The title seems to come from
An influential treatise, De occulta philosophia of Cornelius Agrippa of Nettesheim, almost certainly known to Dürer. . .  Creativity in the arts was the realm of the imagination, considered the first and lowest in the hierarchy of the three categories of genius. The next was the realm of reason, and the highest the realm of the spirit.
The frustrated geometer struggles with her calipers as time runs out, while rainbows and starbursts dazzle in the sky behind her -- no wonder she is sad. She cannot even attain the first level of creation, let alone the third. Yet the engraving is full of other images, and other meanings.

Above her shoulder is a famous magic square that includes the date of the work (1514) across the bottom row. The little angel sits on a millstone, which surely means something, and the ladder has to indicate ascent of some sort.

But what about the emaciated dog? The stone sphere? The bell? The scales?

The geometric shape is also fascinating; it is a semi-regular solid, strikingly even and balanced and yet not one of the perfect Platonic shapes. Is it like us, or like our understanding?
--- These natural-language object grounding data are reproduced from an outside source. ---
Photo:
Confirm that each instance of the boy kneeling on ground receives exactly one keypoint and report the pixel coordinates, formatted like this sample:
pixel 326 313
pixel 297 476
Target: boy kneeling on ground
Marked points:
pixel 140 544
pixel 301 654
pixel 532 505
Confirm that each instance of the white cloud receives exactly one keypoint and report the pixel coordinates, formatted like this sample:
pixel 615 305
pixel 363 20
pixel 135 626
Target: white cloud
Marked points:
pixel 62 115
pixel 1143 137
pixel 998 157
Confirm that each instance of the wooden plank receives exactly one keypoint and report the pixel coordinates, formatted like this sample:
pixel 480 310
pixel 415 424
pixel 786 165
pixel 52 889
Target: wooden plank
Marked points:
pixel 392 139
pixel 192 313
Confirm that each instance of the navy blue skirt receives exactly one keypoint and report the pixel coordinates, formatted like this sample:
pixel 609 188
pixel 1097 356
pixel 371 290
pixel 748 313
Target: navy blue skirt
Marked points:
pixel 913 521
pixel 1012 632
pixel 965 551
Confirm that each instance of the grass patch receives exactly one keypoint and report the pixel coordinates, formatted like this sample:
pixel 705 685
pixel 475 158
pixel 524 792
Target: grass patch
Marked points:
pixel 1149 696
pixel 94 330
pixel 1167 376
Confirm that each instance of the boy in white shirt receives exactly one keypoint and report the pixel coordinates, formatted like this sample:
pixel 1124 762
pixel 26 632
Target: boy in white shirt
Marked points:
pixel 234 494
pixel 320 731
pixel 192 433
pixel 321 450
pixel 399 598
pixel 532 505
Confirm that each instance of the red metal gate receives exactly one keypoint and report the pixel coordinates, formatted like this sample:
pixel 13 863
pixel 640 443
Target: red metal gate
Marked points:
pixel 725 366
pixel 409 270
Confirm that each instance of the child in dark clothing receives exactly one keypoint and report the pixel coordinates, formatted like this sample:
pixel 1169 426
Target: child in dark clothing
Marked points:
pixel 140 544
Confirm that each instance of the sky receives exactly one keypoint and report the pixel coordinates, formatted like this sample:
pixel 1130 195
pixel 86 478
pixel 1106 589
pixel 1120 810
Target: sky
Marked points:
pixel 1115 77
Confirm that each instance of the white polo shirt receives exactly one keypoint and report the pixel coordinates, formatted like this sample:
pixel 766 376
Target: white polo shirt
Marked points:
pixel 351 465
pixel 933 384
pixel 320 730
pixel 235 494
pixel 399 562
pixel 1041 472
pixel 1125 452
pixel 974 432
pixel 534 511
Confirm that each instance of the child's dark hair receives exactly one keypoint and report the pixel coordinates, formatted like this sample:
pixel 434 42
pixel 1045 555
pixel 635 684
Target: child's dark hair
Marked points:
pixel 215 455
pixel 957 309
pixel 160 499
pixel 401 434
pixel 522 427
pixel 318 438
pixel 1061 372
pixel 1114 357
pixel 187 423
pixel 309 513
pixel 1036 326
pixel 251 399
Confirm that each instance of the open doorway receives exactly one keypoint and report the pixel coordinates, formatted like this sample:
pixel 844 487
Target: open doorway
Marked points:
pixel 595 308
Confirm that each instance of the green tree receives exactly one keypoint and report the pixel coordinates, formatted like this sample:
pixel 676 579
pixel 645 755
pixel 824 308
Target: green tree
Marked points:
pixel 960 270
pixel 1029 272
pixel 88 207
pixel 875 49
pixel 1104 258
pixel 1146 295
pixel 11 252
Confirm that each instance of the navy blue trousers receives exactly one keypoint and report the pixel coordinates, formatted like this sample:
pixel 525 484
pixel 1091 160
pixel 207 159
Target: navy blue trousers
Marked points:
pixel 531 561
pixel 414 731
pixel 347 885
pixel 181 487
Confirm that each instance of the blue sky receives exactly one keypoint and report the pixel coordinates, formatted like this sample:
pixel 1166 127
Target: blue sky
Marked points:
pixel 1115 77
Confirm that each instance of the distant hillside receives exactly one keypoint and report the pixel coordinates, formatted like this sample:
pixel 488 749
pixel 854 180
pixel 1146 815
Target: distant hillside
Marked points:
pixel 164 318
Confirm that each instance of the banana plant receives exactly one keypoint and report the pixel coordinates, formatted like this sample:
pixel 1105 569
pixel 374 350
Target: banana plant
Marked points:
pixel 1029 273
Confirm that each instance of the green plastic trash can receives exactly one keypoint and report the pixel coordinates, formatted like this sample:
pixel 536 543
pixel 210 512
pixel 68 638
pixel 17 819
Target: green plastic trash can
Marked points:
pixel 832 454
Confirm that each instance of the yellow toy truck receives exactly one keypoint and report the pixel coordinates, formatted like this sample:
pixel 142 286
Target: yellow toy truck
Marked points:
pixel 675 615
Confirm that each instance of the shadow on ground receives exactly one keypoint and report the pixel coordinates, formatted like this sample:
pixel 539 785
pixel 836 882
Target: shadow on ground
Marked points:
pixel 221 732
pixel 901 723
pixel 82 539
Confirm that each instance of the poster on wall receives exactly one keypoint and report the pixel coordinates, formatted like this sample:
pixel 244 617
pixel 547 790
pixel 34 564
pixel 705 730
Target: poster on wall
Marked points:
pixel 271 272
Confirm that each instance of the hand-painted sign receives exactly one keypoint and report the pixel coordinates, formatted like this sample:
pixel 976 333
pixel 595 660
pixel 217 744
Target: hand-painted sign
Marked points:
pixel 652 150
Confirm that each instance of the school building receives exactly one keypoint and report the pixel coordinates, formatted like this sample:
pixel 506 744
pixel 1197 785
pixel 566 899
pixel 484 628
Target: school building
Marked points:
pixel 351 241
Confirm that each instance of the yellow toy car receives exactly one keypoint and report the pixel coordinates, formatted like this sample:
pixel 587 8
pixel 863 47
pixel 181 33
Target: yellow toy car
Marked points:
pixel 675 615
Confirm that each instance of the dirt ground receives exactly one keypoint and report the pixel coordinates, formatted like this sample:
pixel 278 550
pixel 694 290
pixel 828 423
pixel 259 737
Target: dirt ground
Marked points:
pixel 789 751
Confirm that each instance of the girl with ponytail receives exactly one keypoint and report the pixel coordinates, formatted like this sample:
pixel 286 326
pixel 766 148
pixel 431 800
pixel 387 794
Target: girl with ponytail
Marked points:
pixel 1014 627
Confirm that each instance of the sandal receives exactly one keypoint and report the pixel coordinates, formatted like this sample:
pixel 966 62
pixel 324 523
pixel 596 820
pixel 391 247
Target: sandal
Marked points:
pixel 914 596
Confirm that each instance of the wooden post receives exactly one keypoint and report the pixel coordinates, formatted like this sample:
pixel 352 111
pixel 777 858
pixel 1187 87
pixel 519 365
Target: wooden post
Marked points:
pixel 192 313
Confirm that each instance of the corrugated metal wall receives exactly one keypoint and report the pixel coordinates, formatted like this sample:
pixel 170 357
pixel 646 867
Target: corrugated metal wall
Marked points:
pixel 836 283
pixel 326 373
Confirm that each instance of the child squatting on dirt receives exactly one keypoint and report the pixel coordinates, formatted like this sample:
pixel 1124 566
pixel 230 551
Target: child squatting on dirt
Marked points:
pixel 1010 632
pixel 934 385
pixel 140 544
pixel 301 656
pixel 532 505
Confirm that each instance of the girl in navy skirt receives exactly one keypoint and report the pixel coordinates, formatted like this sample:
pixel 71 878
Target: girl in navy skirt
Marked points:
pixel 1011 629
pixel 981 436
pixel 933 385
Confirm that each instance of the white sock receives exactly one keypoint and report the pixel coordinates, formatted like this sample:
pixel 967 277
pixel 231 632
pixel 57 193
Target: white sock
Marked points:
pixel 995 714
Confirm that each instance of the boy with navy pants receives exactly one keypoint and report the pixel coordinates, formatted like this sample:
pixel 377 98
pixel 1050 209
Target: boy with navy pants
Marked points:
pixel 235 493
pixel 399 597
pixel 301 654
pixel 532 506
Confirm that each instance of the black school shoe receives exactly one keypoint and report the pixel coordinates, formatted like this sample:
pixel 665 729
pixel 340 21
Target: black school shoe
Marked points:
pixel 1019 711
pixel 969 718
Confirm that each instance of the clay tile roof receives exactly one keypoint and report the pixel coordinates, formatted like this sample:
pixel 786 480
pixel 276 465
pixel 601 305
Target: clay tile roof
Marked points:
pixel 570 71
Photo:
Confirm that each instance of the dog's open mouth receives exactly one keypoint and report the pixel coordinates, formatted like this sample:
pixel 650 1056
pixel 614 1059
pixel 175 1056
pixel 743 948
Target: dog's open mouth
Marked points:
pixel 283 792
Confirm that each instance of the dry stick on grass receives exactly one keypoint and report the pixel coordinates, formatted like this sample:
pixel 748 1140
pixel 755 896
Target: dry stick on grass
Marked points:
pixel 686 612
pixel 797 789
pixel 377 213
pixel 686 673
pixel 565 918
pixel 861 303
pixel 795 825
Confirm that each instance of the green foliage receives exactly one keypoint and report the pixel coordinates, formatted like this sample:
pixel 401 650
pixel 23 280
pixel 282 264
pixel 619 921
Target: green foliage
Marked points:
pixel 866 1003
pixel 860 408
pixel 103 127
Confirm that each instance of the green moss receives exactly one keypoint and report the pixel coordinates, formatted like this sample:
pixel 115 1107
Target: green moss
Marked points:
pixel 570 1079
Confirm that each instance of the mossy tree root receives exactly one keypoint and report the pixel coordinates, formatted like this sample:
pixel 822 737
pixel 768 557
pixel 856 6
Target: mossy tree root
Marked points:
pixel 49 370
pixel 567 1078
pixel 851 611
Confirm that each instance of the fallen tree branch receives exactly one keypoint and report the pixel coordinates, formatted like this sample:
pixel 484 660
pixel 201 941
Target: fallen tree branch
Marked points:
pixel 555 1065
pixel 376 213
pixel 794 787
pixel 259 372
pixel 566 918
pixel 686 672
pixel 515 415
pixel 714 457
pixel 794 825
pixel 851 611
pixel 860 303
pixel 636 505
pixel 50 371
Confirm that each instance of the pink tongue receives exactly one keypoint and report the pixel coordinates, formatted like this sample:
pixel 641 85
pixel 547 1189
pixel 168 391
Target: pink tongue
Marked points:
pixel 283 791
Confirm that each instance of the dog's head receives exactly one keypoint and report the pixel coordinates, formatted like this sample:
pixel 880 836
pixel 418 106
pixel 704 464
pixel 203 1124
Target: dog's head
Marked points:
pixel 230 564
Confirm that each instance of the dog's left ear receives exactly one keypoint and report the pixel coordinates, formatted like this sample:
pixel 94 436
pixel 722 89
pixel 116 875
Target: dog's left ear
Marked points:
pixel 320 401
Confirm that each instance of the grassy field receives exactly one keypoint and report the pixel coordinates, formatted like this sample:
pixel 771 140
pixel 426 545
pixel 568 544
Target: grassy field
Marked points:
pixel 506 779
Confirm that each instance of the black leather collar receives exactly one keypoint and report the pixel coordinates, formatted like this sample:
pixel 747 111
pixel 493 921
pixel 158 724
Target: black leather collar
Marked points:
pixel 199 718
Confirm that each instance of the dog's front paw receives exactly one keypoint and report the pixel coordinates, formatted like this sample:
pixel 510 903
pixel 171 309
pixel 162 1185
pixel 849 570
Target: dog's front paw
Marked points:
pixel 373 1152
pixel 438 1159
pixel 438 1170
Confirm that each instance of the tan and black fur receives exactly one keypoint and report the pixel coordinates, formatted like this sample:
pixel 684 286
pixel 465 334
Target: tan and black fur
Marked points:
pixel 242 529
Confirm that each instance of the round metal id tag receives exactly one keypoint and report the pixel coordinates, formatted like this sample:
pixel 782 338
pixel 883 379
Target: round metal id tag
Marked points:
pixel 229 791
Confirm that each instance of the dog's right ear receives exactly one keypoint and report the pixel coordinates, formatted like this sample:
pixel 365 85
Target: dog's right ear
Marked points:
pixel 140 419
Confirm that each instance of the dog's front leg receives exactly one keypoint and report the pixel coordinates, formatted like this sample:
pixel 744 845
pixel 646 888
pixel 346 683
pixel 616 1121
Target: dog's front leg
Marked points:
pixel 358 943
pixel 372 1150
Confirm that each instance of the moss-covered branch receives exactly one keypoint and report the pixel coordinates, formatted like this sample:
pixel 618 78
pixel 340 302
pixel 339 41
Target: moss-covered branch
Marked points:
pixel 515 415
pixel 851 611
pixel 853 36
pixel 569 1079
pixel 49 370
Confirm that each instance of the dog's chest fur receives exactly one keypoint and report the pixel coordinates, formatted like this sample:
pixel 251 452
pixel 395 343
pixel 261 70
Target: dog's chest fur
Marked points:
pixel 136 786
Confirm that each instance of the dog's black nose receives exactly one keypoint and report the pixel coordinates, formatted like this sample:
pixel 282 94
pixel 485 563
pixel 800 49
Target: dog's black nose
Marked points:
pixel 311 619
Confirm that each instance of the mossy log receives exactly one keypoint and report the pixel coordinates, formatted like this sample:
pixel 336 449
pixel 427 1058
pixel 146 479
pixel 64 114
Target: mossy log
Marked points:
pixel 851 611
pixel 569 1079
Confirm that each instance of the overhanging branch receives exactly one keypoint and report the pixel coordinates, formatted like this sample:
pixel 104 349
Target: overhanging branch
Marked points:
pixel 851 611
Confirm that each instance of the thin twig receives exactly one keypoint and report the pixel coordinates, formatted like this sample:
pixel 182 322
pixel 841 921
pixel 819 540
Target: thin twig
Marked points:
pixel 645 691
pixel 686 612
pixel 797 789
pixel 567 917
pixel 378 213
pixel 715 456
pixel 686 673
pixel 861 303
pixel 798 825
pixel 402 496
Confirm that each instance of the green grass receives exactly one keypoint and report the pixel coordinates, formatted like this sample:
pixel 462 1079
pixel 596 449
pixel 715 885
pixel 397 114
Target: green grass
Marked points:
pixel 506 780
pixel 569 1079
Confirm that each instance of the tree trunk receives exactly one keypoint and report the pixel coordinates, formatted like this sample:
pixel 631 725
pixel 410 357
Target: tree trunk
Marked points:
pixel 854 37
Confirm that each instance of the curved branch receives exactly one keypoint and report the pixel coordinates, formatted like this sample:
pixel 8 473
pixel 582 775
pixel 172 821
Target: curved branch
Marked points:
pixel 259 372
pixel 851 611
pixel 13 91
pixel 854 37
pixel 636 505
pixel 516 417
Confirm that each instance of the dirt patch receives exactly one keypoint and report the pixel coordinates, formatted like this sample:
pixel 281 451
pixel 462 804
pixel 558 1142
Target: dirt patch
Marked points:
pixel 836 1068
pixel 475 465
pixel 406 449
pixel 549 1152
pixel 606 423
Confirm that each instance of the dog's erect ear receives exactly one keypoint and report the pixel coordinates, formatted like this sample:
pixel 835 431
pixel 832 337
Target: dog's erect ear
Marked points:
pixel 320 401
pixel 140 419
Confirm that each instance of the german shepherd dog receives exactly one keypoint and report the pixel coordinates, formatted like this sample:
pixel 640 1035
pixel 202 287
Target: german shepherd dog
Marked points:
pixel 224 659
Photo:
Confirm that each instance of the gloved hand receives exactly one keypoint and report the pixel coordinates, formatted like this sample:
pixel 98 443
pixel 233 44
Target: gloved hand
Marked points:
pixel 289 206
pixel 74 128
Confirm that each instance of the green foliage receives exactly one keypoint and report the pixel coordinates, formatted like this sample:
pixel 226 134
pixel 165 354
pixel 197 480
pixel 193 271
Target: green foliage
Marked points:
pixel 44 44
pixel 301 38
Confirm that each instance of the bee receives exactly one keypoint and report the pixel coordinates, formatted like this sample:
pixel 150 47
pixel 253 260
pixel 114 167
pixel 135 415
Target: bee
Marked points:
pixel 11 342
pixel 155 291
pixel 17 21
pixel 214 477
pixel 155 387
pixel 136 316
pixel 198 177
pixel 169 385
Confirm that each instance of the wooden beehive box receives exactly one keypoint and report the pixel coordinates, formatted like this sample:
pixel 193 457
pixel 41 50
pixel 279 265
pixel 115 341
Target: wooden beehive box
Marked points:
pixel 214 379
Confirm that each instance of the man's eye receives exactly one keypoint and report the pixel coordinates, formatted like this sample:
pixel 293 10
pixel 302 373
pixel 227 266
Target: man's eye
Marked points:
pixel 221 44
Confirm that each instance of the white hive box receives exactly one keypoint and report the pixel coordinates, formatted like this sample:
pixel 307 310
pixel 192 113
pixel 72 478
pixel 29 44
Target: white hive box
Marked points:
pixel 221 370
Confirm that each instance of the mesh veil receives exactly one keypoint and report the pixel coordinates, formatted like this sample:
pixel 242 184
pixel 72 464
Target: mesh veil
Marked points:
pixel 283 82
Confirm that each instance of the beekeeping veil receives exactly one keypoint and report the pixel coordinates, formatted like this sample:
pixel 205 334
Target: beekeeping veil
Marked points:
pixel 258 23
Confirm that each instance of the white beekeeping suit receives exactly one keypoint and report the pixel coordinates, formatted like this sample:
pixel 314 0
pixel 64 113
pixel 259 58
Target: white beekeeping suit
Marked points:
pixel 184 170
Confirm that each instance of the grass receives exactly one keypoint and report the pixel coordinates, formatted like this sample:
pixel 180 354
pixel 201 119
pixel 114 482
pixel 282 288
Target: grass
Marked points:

What alchemy is brewing in the crucible?

Like many thinkers of his age, Dürer managed to combine a serious Christianity with all manner of other philosophical and spiritual enthusiasms. He worried, it seems, about the vast gulf between God and humanity, and longed for some other means of crossing it beyond faith in things unseen. Is there an occult philosophy, a secret knowledge, that could open the mind of God to us?

Even as Dürer sought for some other path to holy wisdom, he knew it would probably never be found:
The lie is in our understanding, and darkness is so firmly entrenched in our mind that even our groping will fail.
But from his groping came triumphs of art.